La estática polvareda y las nubes oscuras, tercas y obstinadas, no nos permitían ver el cielo azulenco en toda su dimensión. Descansando a nuestra suerte dentro de nuestras chozas, de repente, a la lejanía, escuchamos el sordo sonido del motor de un avión, veloz, todos salimos de nuestros cobijos, al centro de la chacra. Cada vez que se acercaba y estando a la expectativa, apresurados, unos fueron a recoger las ramas del eucalipto que estaban regados cerca de nuestras chozas, otros, expeditos se despojaron de sus prendas. ,El avión volando raudo sobre nosotros, con desesperación, agitamos las prendas y ramas con nuestras trémulas manos, gritamos a viva y a una sola voz desde lo más recóndito de nuestro ser:

— ¡Aquí! ¡Aquí estamos! ¡Po favor, aquí-i-i! ¡Aquí-i-i!...
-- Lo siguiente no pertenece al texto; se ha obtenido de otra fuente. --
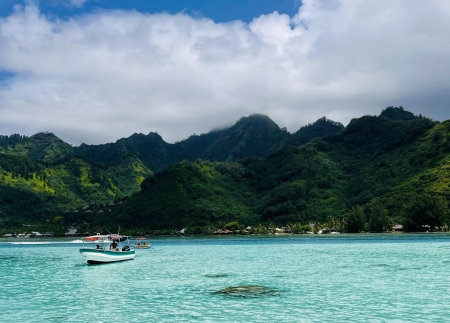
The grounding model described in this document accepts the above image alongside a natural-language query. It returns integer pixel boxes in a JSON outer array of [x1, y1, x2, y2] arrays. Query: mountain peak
[[380, 106, 420, 121]]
El bullicioso ruido del motor, ahogaban nuestras roncas voces que se perdían en el áspero espacio. Los pilotos no alcanzaron a vernos. Al tercer y cuarto día, sobrevolaban aviones arrojando paquetes, que descendían como meteoros, cayendo en los pueblitos y aldeas distantes donde no habían sido afectados por el aluvión o el terremoto. Los Pobladores de otras aldeas comentaban que dichos paquetes se desplomaban…sobre el rio Santa.

La pesarosa tarde, transcurría en  silencio casi absoluto. Por ahí, cerca de las chozas, por los alrededores de la chacra, se percibía el trino melancólico de los pájaros. Nubes oscuras y encrespadas, y el frío se deslizaban paso a paso, aguijoneando al extinguido pueblo y a los sobrevivientes. El ocaso se acentuó aún más, con una lobreguez inaudita. Los grillos, desde sus  inubicables escondrijos, cantaban quejumbrosos, cri-cri-cri. Cuando el cocinero se aproximaba al fogón para encenderlo y calentar la comida que había sobrado del almuerzo, del otro lado de la pirca, advertía quebradizos murmullos y lastimeros gemidos.

Con el cuerpo escarapelado, cauteloso, trepo la pirca circunvalado de tupida yerba silvestre. De pie, desde lo alto, asombrado, pegó  una voz desenfrenada que nos dejó sobrecogidos a los compañeros:

— ¡Vengan! ¡Vengan! —presurosos y turbados, salimos de nuestras cabañas y  al unísono respondimos:

— ¿Qué sucede?

---¡Rápido! ¡Rápido!... vengan —con su recia y aterida mano apuntaba al otro lado y animoso decía:

--- ¡Aquí hay unos niños!, ¡Hay unos niños que están a salvo!, ¡suban, suban!…vamos a auxiliarlos…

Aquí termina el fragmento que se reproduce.